Thursday, January 23, 2014

Wisconsin Get Tougher on Marijuana Laws

Wisconsin legislators approved a bill Tuesday that gives local municipalities more power to punish marijuana use.

As it stands, municipal courts in Wisconsin have the right to prosecute first-time offenders who are found in possession of less than 25 grams. Anyone arrested more than once goes to the circuit court level.

But with Gov. Scott Walker's signature, those same courts would have the right to punish repeat offenders, so long as the district attorney in that area declines to prosecute.

In other words, Wisconsin is becoming tougher on pot while Minnesota -- and the rest of the country -- appears to be chilling out.

Rep. Jeremy Thiesfeldt, a Republican from Fond du Lac who's sponsoring the bill, insists that it's about fixing "an odd scenario" in the law. His own municipality, he adds, would be glad to pick up more cases. There were 20 instances between August 2011 and 2013 where the Fond du Lac district attorney declined to prosecute repeat offenders, Thiesfeldt says.

Personally, Thiesfeldt subscribes to the gateway theory of pot -- that smoking it leads people to harder drugs.

"We want to be raising good citizens who aren't dabbling in that kind of thing," he says.

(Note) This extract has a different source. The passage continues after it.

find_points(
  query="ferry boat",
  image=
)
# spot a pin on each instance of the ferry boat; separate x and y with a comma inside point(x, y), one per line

Thiesfeldt's opinion of marijuana runs counter to the majority of Americans'. A 2013 Gallup poll indicated that 58 percent were supportive of legalizing the drug outright. That number was only 12 percent in 1969.

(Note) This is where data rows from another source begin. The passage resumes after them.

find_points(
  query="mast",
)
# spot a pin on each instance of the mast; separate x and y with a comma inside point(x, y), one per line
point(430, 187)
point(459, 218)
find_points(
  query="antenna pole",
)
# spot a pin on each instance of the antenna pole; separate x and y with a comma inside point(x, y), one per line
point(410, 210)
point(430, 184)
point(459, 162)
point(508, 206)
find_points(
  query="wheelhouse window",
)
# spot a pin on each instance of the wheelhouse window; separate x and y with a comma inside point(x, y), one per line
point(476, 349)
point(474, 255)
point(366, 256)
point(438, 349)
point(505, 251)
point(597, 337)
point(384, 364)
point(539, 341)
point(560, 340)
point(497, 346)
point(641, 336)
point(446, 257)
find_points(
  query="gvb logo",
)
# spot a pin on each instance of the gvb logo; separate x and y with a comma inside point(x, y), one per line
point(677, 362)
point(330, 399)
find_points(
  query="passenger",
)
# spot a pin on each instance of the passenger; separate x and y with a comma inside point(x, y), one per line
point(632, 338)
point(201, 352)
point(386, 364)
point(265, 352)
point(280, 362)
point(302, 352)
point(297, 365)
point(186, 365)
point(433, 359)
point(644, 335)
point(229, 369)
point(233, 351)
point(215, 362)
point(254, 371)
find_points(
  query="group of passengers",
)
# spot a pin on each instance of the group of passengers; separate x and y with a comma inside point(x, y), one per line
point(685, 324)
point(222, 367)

"I won't deny that," Thiesfeldt says. "I'm hoping it's something that's going to run its course."

Rep. Evan Goyke, a Democrat from Milwaukee, is skeptical of the argument that this bill is actually about holding people accountable in a system with limited resources to prosecute. He points out that the significant differences between circuit and municipal courts in Wisconsin -- for example, no right to an attorney and no Fourth Amendment protection against unreasonable search and seizures.

"What's this really about?" Goyke says. "It's about revenue."

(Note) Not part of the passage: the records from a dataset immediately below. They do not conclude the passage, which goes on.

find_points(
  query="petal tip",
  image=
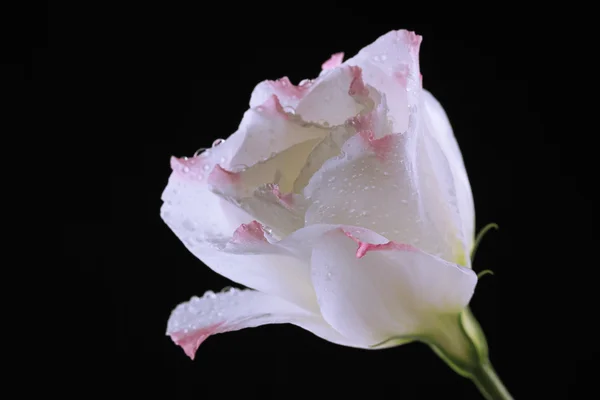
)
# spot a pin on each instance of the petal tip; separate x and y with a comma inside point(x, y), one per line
point(334, 61)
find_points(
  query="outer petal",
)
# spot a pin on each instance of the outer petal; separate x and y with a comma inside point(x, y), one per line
point(194, 321)
point(391, 65)
point(202, 221)
point(391, 290)
point(438, 125)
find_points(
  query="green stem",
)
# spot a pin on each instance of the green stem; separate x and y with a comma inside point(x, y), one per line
point(488, 383)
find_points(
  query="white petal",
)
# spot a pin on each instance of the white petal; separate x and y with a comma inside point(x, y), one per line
point(372, 185)
point(438, 125)
point(332, 98)
point(264, 190)
point(268, 130)
point(194, 321)
point(326, 149)
point(392, 290)
point(202, 220)
point(391, 65)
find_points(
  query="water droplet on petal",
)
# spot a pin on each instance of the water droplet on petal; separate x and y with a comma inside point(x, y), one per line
point(202, 152)
point(189, 225)
point(217, 142)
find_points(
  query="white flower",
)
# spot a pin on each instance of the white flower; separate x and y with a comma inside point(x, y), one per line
point(343, 203)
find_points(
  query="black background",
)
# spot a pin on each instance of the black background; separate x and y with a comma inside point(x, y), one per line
point(141, 83)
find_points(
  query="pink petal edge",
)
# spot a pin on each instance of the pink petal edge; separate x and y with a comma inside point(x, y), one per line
point(252, 232)
point(190, 341)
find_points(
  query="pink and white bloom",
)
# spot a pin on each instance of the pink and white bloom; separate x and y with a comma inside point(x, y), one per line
point(342, 203)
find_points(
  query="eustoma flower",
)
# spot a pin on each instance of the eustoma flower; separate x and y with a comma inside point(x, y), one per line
point(343, 204)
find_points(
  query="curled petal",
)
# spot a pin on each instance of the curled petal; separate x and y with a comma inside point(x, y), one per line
point(192, 322)
point(391, 65)
point(334, 61)
point(205, 222)
point(389, 290)
point(331, 99)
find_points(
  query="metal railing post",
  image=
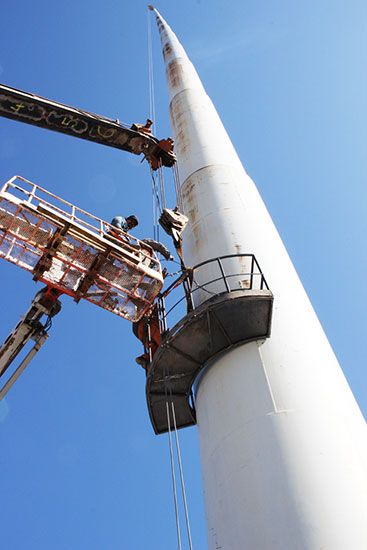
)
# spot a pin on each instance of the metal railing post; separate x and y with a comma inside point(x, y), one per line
point(223, 275)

Although the neighbor states have roughly the same number of people and similar demographics, Wisconsin authorities reported 16,111 arrests for possession of marijuana in 2011. Minnesota authorities reported less than half that -- 7,453.

The way Goyke sees it, Minnesota has done a better job at weighing the costs of prosecution against the social impact of people's bad behavior. Whereas in Wisconsin, he says, the prevailing ideology is, "We're doing to double down on the theory that we can arrest our way out of people smoking marijuana. And that's not gonna work."